The interest rate and credit channels of monetary policy help explain this result. Households accumulate debt as they go through the early stages of adulthood, but are able to pay off this debt as they age and end up creditors by the time they hit life’s later stages. Thus, younger households are more sensitive to changes in interest rates than older ones, since they need more credit.
Examining a sample period of Q1/1992 to Q4/2015, the authors test the theory that demographics has played an important role in slowing down monetary policy’s impact on key macroeconomic variables.
They find that low interest rates boost household spending and therefore inflation, but by less when households are not as indebted. What this means is that, if not for aging, monetary policy would have been more effective through its impact on spending.
“Credit plays an important role on the real economy – it magnifies the reduction in the effectiveness of monetary policy that comes from an aging population,” Kronick explains. “Because of population aging, lower interest rates have not generated the typical increase in spending, leading to subdued inflation and lower economic growth.”

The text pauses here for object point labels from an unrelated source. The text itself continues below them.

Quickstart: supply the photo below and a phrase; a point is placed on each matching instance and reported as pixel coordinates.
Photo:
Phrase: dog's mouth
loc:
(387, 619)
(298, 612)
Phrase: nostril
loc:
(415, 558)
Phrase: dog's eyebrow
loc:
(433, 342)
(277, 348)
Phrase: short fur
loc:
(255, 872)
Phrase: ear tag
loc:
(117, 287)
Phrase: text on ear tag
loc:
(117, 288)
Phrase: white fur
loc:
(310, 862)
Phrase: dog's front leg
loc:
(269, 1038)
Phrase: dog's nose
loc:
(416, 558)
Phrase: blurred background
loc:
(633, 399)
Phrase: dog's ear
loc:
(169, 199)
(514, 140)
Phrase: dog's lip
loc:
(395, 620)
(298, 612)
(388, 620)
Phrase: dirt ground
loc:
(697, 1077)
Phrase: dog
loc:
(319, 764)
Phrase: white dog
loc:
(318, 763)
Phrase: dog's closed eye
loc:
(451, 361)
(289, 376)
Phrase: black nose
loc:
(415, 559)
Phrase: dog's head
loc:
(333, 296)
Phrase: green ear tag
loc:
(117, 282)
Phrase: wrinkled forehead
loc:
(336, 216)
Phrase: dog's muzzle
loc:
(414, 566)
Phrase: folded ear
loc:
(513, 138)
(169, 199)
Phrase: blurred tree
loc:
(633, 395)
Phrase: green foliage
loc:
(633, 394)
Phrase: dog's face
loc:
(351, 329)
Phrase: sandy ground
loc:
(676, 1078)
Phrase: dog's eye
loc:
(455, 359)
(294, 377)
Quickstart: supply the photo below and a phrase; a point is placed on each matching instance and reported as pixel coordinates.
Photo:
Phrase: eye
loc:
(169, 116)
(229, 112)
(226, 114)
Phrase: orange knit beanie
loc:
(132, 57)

The results show that the inflation-targeting policy framework in Canada is in reasonably good shape, but is not perfect. “If further population aging continues to reduce the effectiveness of monetary policy, this could eventually undermine Canada’s inflation-targeting regime,” Ambler says.
Meeting the Bank of Canada’s inflation target will require more significant changes to the overnight rate target and, in the case of expansionary monetary policy, will be made more difficult by a lower neutral rate of interest, which may result in a quicker move to unconventional monetary policy. The results in the study should help the Bank of Canada adjust its analysis accordingly, conclude the authors.